The finding from the Preventing Early Renal Loss in Diabetes (PERL) trial was published in the New England Journal of Medicine. It involved researchers across the United States and Canada, including Drs. Katherine Tuttle, Ian De Boer, and Hirsch at the University of Washington School of Medicine.

The PERL trial grew out of several studies that followed a cohort of people with type 1 diabetes. One of those studies found that people with higher levels of uric acid in their blood were more likely to display a high rate of kidney function loss.

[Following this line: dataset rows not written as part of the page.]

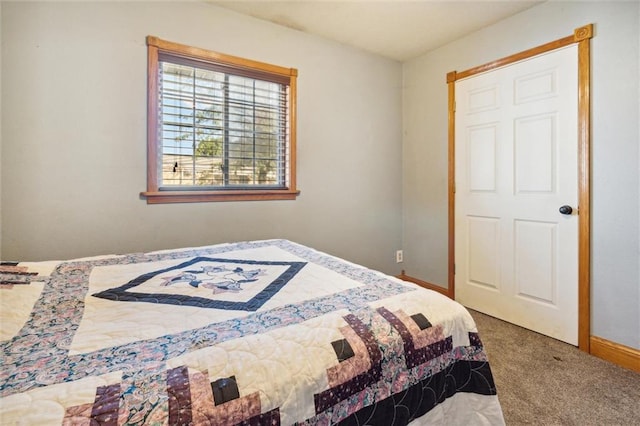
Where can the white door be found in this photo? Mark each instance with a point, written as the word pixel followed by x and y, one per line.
pixel 516 164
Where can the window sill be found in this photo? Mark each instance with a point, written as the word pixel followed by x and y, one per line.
pixel 165 197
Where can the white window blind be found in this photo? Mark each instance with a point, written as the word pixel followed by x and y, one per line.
pixel 220 129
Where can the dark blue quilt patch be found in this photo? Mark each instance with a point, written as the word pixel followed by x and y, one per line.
pixel 218 275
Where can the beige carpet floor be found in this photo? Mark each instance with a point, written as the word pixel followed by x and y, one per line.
pixel 542 381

Investigators hypothesized that reducing uric acid would lower the rate of patients with type 1 diabetes who develop kidney disease.  Historically, that rate is about 30-40% – although better blood-sugar controls and hypertension drugs have improved on that.

Nevertheless kidney disease is a serious, hard-to-manage condition that often progresses to kidney failure, at which point a person must have hemodialysis or a kidney transplant to survive.

Allopurinol is a safe, inexpensive drug that has lowered people’s uric-acid levels since the 1960s.  

“This drug was so exciting to me because it’s cheap and has been around for decades,” Hirsch said. “To have a drug like that have an impact seemed too good to be true, and I guess it was.”